You could, on the other hand, approach your problem by admitting that you are never going to sit with a Dostoyevsky on your knee, and read One Hundred Great Books in Haiku by David Bader, learning one a day until you have a literary canon at your call. Alternatively, you could listen to The Life and Opinions of Tristram Shandy by Lawrence Sterne on audio (read by Peter Barker) while doing something else with your hands (knitting, ironing, gardening, planning a peaceful revolution). Sterne’s novel is, you could say, the ultimate work of literature based on distraction.

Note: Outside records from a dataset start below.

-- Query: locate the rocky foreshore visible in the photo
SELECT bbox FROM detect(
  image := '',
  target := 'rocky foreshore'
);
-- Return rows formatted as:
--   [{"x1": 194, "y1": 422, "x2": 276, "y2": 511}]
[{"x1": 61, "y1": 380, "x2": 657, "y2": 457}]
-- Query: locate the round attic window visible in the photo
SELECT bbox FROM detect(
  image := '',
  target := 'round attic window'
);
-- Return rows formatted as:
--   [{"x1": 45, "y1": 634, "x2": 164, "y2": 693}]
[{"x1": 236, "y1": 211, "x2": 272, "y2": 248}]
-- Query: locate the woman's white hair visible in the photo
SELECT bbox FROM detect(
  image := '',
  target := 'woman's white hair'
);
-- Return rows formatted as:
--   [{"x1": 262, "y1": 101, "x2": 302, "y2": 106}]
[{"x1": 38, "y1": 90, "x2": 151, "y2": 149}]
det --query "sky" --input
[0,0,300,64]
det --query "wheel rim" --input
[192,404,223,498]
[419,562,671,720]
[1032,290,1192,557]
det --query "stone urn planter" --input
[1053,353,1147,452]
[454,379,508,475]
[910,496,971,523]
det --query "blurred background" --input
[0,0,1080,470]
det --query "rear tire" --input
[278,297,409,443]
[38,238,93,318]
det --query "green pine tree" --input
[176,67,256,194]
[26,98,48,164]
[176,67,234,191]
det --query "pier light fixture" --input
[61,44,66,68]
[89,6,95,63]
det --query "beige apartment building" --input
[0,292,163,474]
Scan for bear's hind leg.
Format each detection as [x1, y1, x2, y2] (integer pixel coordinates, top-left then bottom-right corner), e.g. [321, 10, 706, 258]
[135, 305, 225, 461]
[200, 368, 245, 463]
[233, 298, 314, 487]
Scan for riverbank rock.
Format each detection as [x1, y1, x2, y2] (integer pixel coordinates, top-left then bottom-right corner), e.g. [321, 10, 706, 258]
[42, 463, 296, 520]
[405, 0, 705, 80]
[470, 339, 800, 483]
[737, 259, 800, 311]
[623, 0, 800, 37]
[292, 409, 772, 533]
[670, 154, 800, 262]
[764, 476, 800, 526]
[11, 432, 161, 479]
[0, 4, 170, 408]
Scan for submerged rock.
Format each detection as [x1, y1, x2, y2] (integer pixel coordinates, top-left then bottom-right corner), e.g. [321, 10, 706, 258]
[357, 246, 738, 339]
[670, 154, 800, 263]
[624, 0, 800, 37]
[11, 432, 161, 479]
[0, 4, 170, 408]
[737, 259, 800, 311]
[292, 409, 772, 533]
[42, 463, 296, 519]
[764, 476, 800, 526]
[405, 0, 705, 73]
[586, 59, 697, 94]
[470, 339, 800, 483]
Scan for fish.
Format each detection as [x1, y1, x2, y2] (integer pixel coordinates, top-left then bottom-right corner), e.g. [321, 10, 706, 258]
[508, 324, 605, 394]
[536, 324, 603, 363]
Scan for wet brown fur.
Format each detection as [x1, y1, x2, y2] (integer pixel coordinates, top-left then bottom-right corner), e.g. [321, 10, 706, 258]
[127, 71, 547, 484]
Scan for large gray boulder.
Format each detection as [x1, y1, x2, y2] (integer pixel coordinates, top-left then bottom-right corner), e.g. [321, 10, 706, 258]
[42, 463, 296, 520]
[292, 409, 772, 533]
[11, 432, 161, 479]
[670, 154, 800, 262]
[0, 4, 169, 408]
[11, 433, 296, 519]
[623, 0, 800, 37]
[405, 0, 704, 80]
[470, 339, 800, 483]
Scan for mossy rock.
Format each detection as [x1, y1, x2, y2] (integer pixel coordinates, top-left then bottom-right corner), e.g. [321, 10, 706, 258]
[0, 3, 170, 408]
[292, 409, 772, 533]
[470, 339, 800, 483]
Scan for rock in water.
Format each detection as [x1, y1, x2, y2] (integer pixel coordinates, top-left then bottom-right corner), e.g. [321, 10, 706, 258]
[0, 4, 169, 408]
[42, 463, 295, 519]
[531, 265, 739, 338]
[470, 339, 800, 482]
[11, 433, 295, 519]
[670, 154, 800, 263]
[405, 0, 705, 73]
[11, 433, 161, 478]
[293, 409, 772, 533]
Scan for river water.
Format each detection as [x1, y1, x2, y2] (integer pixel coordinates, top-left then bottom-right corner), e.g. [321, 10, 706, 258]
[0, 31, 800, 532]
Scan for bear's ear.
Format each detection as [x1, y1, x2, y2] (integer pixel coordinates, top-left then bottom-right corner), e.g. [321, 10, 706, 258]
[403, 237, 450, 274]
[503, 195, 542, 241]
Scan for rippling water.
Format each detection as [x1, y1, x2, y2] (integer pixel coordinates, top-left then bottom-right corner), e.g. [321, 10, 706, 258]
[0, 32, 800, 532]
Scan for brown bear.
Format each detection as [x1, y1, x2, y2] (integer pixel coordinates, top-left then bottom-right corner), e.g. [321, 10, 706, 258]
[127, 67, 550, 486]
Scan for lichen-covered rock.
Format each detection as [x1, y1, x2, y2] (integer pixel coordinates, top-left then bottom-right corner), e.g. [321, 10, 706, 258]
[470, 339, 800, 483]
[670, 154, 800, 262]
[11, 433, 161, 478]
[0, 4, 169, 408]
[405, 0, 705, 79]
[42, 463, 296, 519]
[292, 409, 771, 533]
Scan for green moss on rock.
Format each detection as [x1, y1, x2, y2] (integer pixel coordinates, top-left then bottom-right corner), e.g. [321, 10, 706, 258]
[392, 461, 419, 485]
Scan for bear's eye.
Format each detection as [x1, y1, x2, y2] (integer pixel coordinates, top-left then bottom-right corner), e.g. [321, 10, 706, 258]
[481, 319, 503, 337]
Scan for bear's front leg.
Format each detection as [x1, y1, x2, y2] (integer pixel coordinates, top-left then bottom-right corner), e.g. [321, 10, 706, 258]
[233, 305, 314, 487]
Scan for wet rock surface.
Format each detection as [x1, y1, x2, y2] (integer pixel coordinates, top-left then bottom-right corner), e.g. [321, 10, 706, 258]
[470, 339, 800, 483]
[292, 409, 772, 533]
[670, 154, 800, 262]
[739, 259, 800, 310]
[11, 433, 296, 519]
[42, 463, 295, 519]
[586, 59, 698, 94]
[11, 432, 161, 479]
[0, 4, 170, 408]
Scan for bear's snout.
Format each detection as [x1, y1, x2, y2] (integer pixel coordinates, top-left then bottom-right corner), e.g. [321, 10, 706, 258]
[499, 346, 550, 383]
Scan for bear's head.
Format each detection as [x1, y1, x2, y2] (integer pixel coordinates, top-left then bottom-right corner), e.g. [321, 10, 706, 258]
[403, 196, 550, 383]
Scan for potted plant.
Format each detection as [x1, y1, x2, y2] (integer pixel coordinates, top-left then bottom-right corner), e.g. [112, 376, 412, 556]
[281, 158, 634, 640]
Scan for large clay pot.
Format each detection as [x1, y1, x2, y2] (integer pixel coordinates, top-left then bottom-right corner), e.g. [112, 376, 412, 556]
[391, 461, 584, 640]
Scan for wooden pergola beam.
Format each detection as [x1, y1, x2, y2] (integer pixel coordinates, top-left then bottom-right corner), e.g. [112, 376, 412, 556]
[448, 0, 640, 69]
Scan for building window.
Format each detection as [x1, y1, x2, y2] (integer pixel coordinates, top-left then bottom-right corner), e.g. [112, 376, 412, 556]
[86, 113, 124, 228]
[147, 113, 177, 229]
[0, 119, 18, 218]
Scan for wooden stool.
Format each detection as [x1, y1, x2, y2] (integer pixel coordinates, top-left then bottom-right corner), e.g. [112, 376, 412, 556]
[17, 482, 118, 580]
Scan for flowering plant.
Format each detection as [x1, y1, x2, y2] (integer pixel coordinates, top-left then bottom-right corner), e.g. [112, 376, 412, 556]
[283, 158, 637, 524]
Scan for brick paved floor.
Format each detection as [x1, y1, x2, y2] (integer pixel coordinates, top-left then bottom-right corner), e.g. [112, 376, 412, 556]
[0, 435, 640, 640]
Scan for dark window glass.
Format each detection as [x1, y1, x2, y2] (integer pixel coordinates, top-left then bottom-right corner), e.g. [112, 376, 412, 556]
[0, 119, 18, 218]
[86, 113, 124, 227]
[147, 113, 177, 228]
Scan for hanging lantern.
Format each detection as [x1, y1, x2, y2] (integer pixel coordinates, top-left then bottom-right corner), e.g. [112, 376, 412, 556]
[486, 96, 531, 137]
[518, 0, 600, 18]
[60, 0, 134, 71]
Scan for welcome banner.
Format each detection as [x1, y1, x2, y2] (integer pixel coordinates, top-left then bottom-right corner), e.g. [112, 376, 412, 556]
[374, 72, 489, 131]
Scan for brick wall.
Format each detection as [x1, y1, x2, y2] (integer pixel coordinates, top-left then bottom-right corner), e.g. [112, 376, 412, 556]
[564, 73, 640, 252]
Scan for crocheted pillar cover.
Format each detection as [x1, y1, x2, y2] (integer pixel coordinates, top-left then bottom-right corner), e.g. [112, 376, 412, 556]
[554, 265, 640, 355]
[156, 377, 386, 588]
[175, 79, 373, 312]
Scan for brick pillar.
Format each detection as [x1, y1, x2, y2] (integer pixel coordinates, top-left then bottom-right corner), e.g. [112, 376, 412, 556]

The narrator simply cannot keep to his point. Nor could his parents, who, at the very moment of his procreation, inoppotrtunely worried about whether the clock had been wound up, thus scuppering their progeny’s chances for his humours being well balanced, which severely limited any hope of his becoming a well-favored child.
Balance your own humours now, by reading this on your phone, while doing a headstand. Your unreading brain will be so taken up with balancing that you won’t have the brain-cells or limbs spare to take any diversions from the matter in hand.
Ella Berthoud is a bibliotherapist at The School of Life. For more details about the service, please click here.
I just think you haven't found the right book. And (sorry) none of those books look all that interesting. It's also location. Why not read in a nice wi-fi-free cafe? Or go to a local library? There are always a few libraries in a city that boast lovely architecture and goose-neck lamps. Though there are certainly distractions here, there's something calming and meditative about being somewhere public yet completely alone without any electronic devices to vie for your attention.
Sometimes it takes me two years to finish a book and other times three days. Maybe it's less your attention span and more what you are trying to read.
As a completely personal aside, I suggest David Mitchell. He might not be to your liking but I would sometimes miss my subway (also great reading place) stop I was so into his books.